Paten (Patent): Memiliki nilai kebaruan dan potensi aplikasi industri yang nyata.

Desain Industri: Menyangkut bentuk, konfigurasi, atau komposisi garis dan warna yang memiliki nilai estetika dan komersial.

Bank akan melihat dua aspek utama: pertama, legalitas kepemilikan yang sah; kedua, proyeksi arus kas (cash flow) yang dihasilkan dari aset tersebut di masa depan. Jika sebuah karya mampu menghasilkan pendapatan berkelanjutan, maka karya tersebut dianggap memiliki nilai likuiditas yang cukup untuk dijadikan jaminan.
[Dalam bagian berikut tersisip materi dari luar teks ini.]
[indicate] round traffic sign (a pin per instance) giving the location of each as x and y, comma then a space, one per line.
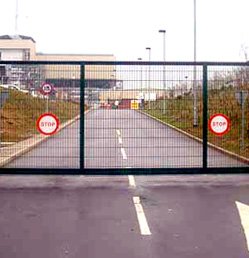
47, 124
46, 88
219, 124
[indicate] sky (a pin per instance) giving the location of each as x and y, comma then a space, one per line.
126, 28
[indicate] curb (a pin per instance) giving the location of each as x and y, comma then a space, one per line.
231, 154
15, 151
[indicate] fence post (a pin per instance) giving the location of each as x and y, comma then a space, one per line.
205, 116
82, 109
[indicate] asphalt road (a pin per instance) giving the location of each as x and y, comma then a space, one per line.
75, 217
129, 139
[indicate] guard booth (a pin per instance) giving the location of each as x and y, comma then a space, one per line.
169, 118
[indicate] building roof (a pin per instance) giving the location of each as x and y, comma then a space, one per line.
22, 37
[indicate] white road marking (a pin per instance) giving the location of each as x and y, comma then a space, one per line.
123, 153
132, 182
144, 228
244, 218
120, 140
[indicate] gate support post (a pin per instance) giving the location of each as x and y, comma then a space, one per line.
82, 109
205, 116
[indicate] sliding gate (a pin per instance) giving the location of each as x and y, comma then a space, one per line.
124, 117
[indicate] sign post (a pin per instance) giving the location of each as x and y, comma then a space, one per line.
3, 97
46, 90
241, 98
47, 124
219, 124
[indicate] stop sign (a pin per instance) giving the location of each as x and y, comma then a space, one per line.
219, 124
47, 124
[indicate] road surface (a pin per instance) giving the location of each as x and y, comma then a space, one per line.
96, 217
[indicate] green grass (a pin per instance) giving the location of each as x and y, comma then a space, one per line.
179, 112
21, 111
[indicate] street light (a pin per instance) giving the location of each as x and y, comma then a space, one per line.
141, 74
149, 49
195, 122
164, 78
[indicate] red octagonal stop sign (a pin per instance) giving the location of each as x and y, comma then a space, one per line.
219, 124
47, 124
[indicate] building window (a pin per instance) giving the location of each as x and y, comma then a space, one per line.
26, 54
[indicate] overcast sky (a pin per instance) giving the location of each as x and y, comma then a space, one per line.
126, 28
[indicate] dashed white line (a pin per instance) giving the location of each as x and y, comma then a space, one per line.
123, 153
244, 217
118, 132
132, 182
144, 228
120, 140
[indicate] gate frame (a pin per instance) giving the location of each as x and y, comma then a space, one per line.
131, 171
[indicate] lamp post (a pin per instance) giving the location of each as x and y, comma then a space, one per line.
141, 74
164, 78
195, 122
149, 49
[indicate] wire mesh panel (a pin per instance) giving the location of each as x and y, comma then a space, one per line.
129, 117
146, 116
228, 89
40, 116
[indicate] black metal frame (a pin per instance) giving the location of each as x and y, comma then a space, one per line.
128, 171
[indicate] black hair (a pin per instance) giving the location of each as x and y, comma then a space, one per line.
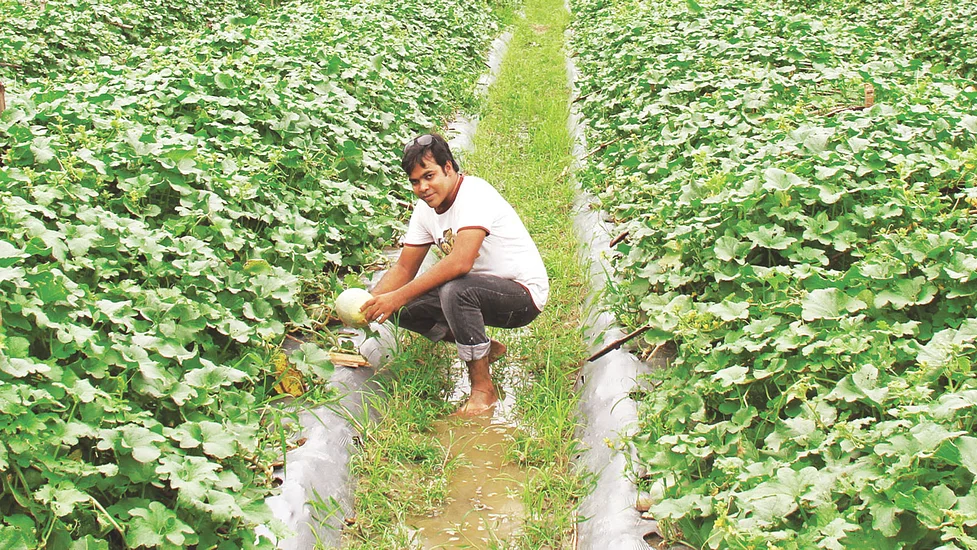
419, 147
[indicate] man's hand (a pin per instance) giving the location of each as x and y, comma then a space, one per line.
382, 306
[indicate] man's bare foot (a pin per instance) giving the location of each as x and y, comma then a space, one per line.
479, 401
496, 351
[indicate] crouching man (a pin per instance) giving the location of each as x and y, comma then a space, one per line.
491, 273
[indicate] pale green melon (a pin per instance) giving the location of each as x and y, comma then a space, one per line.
348, 306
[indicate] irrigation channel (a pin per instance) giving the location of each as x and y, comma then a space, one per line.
388, 469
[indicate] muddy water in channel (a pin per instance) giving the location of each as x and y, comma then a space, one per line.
484, 505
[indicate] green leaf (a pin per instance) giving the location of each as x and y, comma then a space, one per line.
731, 248
776, 179
906, 292
142, 442
62, 497
312, 359
773, 237
829, 303
728, 310
946, 344
158, 526
732, 375
90, 543
193, 476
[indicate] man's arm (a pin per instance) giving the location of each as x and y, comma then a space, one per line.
389, 297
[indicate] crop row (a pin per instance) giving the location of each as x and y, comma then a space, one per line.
168, 210
798, 197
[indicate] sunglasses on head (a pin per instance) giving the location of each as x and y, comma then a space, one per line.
423, 141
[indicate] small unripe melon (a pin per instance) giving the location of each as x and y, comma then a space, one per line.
348, 306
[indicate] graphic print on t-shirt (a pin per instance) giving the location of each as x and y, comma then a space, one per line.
447, 242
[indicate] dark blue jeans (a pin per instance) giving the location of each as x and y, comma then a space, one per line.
463, 307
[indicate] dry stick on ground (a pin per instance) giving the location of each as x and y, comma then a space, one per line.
869, 101
601, 147
122, 26
618, 239
617, 343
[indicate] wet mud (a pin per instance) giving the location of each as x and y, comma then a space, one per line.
484, 506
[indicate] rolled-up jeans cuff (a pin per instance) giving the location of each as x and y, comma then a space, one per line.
473, 352
437, 332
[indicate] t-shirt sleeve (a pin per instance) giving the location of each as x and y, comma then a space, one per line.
479, 211
417, 234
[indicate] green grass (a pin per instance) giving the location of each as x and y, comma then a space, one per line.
523, 148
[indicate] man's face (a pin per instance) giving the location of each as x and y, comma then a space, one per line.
431, 183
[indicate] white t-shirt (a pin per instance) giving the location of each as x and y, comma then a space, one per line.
507, 251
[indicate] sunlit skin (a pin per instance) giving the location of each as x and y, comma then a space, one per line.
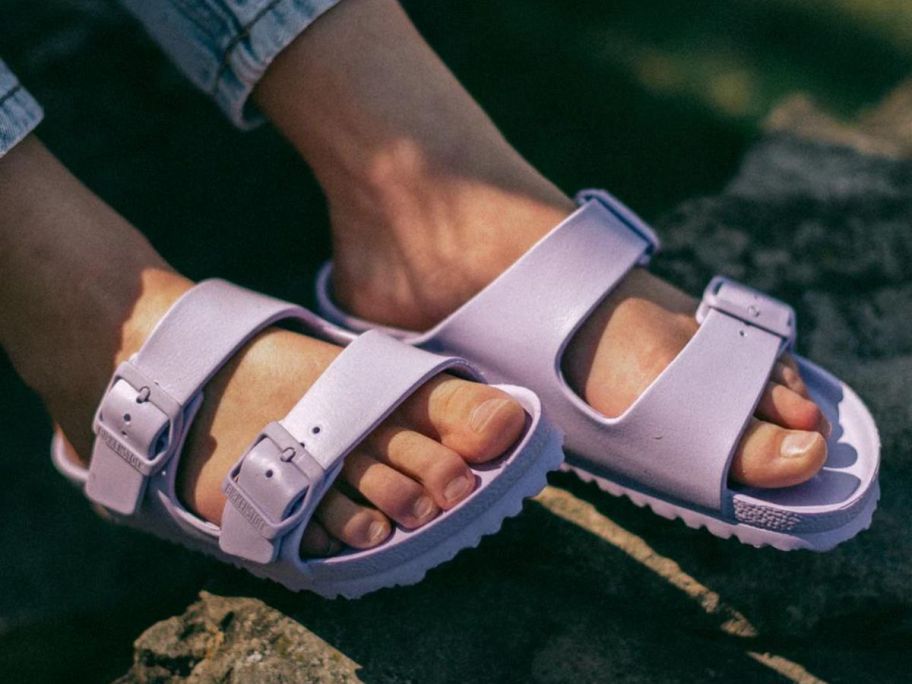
429, 203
Dampak Jangka Panjang bagi Pertumbuhan Ekonomi

Penyaluran modal berbasis HAKI ini bukan sekadar angka di atas kertas, melainkan fondasi bagi Indonesia untuk bertransformasi menjadi negara maju berbasis inovasi. Ketika para pelaku kreatif dapat mengakses modal dengan mudah, akan terjadi efek pengganda (multiplier effect) yang luas.
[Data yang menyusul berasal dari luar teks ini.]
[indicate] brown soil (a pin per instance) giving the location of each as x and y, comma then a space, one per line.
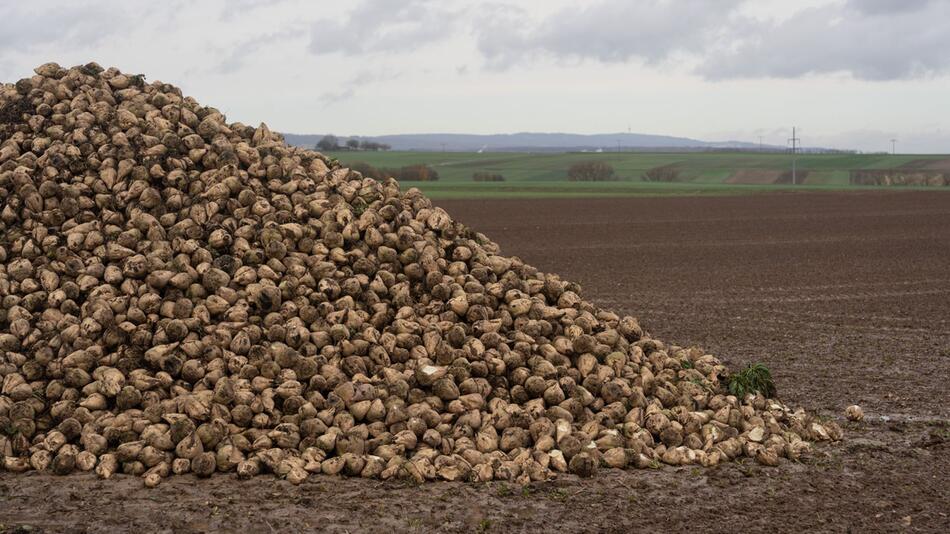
765, 176
845, 296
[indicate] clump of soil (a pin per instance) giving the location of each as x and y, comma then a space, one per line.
181, 294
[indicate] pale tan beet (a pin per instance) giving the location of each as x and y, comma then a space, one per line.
180, 294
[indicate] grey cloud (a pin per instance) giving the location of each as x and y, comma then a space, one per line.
237, 55
351, 87
832, 39
26, 26
868, 39
887, 7
607, 31
383, 26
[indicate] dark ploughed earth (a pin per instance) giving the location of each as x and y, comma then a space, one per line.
845, 296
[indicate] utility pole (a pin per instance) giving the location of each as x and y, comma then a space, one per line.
795, 143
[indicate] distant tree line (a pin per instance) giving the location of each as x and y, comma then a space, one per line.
409, 173
331, 142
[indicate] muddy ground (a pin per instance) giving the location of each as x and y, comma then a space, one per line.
845, 296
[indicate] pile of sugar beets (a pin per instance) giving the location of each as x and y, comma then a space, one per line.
184, 295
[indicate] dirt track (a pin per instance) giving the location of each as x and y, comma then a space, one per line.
845, 296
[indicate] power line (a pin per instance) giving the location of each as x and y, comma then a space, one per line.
795, 145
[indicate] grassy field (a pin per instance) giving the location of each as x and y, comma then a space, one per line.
545, 174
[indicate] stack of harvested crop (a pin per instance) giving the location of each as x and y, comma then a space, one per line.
180, 294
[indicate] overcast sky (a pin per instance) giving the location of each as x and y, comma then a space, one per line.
848, 73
Pertama, terciptanya lapangan kerja baru di sektor-sektor kreatif yang membutuhkan keahlian tinggi. Kedua, meningkatnya pendapatan per kapita melalui ekspor produk kreatif ke pasar global. Ketiga, penguatan posisi tawar Indonesia dalam rantai pasok global melalui kepemilikan kekayaan intelektual yang kuat.

Pemerintah terus berkomitmen untuk menyempurnakan regulasi agar proses penilaian HAKI menjadi lebih efisien dan transparan. Dengan dukungan perbankan yang semakin terbuka terhadap aset intelektual, diharapkan ekonomi kreatif akan menjadi mesin pertumbuhan ekonomi baru yang tangguh dalam menghadapi tantangan global di masa depan.

Kesimpulan

Pencapaian penyaluran KUR dengan agunan HAKI sebesar Rp 5,85 triliun pada semester I-2026 merupakan tonggak sejarah baru bagi ekonomi kreatif Indonesia. Langkah revolusioner ini berhasil menjawab tantangan utama pelaku kreatif dalam hal akses pembiayaan dengan mengubah ide dan karya menjadi aset finansial yang bernilai. Meskipun tantangan dalam hal valuasi aset tetap ada, sinergi antara pemerintah, perbankan, dan lembaga penilai menjadi kunci utama. Ke depan, penguatan ekosistem ekonomi berbasis kekayaan intelektual ini akan menjadi motor penggerak utama dalam membawa Indonesia menuju kemandirian ekonomi dan daya saing global yang lebih tinggi.